Schwäbische Zeitung (Ravensburg / Weingarten)
Als Europa auf Weingarten blickte
Mit einem Theaterstück will Jürgen Rahmig der Rolle Weingartens im Bauernkrieg gerecht werden - Dafür sucht er einen Co-Autor
WEINGARTEN - Wenn Jürgen Rahmig ins Erzählen kommt, hat man den Eindruck, man sitzt in einer akademisch-historischen Vorlesung. So fesselnd wie sein Vortrag ist, so sehr merkt man seine Leidenschaft für ein Thema, das in Weingarten ein wenig in den Hintergrund getreten ist.
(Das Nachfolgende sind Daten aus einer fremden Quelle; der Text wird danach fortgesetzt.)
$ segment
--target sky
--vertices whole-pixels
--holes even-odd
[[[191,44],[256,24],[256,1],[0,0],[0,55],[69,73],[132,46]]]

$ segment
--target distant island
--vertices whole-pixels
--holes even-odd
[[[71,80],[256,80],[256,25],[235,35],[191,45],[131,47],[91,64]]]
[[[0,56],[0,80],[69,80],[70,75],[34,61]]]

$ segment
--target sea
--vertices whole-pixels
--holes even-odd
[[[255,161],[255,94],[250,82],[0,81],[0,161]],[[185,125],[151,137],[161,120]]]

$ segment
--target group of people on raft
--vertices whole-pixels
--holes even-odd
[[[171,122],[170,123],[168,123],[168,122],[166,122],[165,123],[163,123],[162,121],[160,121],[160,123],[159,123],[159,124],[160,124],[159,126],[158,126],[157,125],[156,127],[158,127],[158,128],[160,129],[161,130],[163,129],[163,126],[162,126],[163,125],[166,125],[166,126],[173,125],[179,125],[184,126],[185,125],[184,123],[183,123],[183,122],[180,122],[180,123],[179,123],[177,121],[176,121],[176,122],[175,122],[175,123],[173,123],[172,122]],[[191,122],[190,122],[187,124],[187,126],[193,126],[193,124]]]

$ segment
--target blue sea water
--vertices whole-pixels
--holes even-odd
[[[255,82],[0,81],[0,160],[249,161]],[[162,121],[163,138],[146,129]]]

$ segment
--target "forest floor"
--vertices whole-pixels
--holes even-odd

Gemeint ist der Bauernkrieg, der 1525 Oberschwaben erfasst hatte und der mit dem Weingartener Vertrag, ein – so muss man es sagen – gutes Ende nahm.
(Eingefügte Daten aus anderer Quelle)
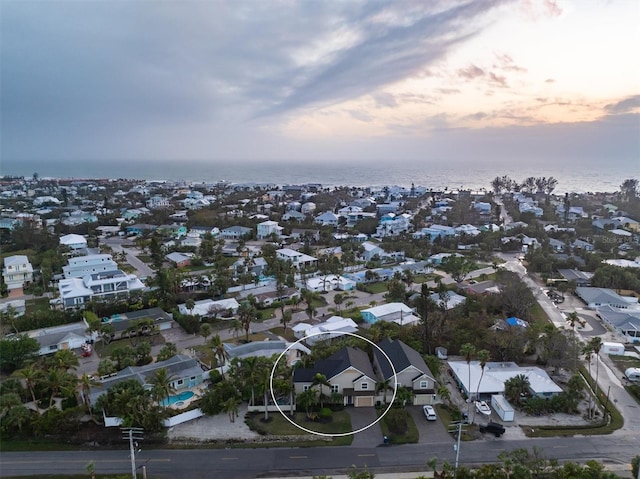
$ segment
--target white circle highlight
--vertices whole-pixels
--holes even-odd
[[[329,334],[329,335],[331,335],[331,334],[339,334],[341,336],[342,335],[353,336],[354,338],[358,338],[358,339],[362,339],[362,340],[366,341],[367,343],[371,344],[372,346],[378,348],[378,351],[380,351],[383,354],[383,356],[386,358],[386,360],[389,361],[389,364],[391,365],[391,370],[393,371],[393,396],[391,397],[391,402],[389,402],[389,405],[387,406],[387,409],[385,409],[384,412],[380,415],[380,417],[378,419],[376,419],[375,421],[373,421],[371,424],[369,424],[367,426],[364,426],[364,427],[361,427],[360,429],[357,429],[357,430],[354,430],[354,431],[328,433],[328,432],[312,431],[311,429],[307,429],[306,427],[301,426],[300,424],[298,424],[295,421],[291,420],[291,418],[289,418],[287,416],[287,414],[285,414],[285,412],[282,411],[282,409],[280,409],[280,405],[278,404],[278,401],[276,400],[276,397],[275,397],[275,393],[273,392],[273,375],[275,374],[276,367],[278,366],[278,363],[280,362],[282,357],[285,354],[287,354],[287,352],[289,352],[289,350],[291,348],[293,348],[296,344],[302,343],[305,339],[313,338],[314,336],[326,336],[327,334]],[[310,334],[308,336],[305,336],[304,338],[298,339],[295,343],[291,343],[289,346],[287,346],[287,349],[285,349],[284,351],[282,351],[280,353],[280,355],[278,356],[278,359],[276,359],[276,362],[273,363],[273,368],[271,368],[271,375],[269,376],[269,390],[270,390],[270,393],[271,393],[271,399],[273,400],[273,404],[275,404],[276,409],[278,409],[278,412],[282,415],[282,417],[284,417],[287,421],[289,421],[291,424],[296,426],[298,429],[301,429],[301,430],[303,430],[305,432],[308,432],[309,434],[315,434],[317,436],[343,437],[343,436],[351,436],[352,434],[357,434],[359,432],[366,431],[371,426],[377,424],[380,420],[382,420],[382,418],[389,412],[389,410],[391,409],[391,406],[393,406],[393,402],[396,399],[396,394],[398,392],[398,377],[397,377],[396,368],[393,366],[393,363],[391,362],[391,359],[389,358],[387,353],[385,353],[373,341],[371,341],[371,340],[369,340],[369,339],[367,339],[367,338],[365,338],[363,336],[360,336],[359,334],[346,333],[346,332],[342,332],[342,331],[327,331],[327,332],[322,332],[322,333]]]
Denn obwohl die Bauern weiterhin in Leibeigenschaft leben mussten, durften sie immerhin straffrei auf ihre Höfe zurückkehren, ihr Waffen behalten und mussten keine Rache befürchten. Eine Ausnahme. ANZEIGE
Rahmig ist mit Weingarten und der Region Oberschwaben tief verbunden. Sein Großvater hatte eine Mühle in Weingarten, sein Vater war Bäcker- und Müllermeister, er selbst wuchs in Ravensburg auf und praktiziert seit 1983 als Allgemeinmediziner. „Mich habe immer Dinge interessiert, die ich nicht verstanden habe“, erklärt er seine Leidenschaft zur Geschichte, insbesondere für den Bauernkrieg.
Das „göttliche Recht“
„Damals blickte ganz Europa auf Weingarten“, weiß Rahmig, der die Bedeutung des Ereignisses nicht genug herausheben kann. Denn der Aufstand sei nicht allein den miserablen Lebensumständen geschuldet gewesen, meint er. Vielmehr hätten die Bauern einen neuen Kontext geschaffen und ein altes Recht eingefordert: Das göttliche Recht, das für alle Menschen und alle Bereiche gelte.
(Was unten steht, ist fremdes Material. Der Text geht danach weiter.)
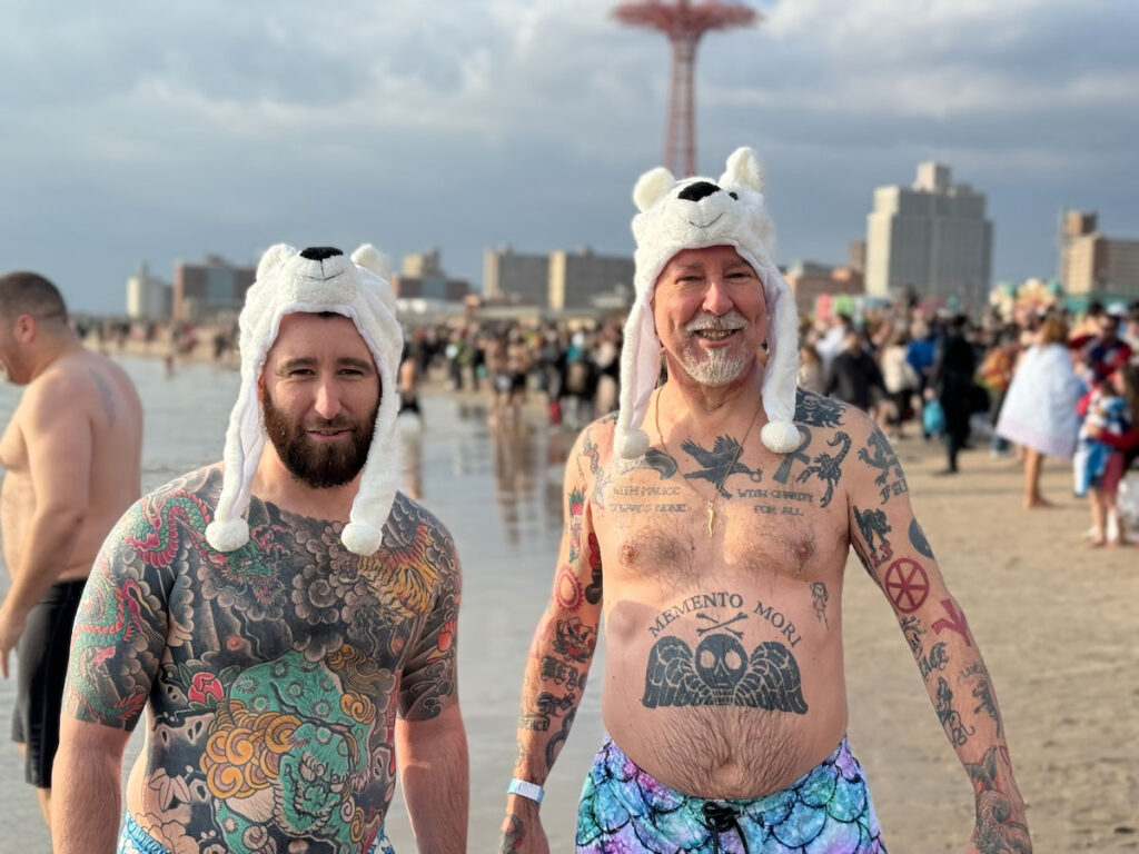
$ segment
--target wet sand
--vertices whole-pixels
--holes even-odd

Luthers Forderung des göttlichen Rechts bezog sich aber nur auf die Religion. Die Bauern folgten aber mehr dem Zürcher Reformator Huldrych Zwingli, der dasselbe auch für die Politik forderte und dessen Ideen damals in Oberschwaben viel präsenter waren als die Reformation nach Luther.
Zusätzlich waren die Ideen der Renaissance und des Humanismus aus Italien über die Alpen geschwappt. Der Mensch sollte von nun an in den Mittelpunkt des Interesses geraten.
Ideen, mit denen die katholische Obrigkeit nur schwer zurecht kam. Der damalige Abt des Klosters Weingarten, Gerwig Blarer, floh nach Ulm, der Landvogt auf die Veitsburg. In Altdorf, wie Weingarten damals noch hieß, forderten die Bauern, mit den Mönchen auf dieselbe Stufe gestellt zu werden, denn im damaligen Kastensystem hatten sie keine Aufstiegsmöglichkeiten. Sie waren die „Kartoffelsäcke“- und mussten sich auch so kleiden.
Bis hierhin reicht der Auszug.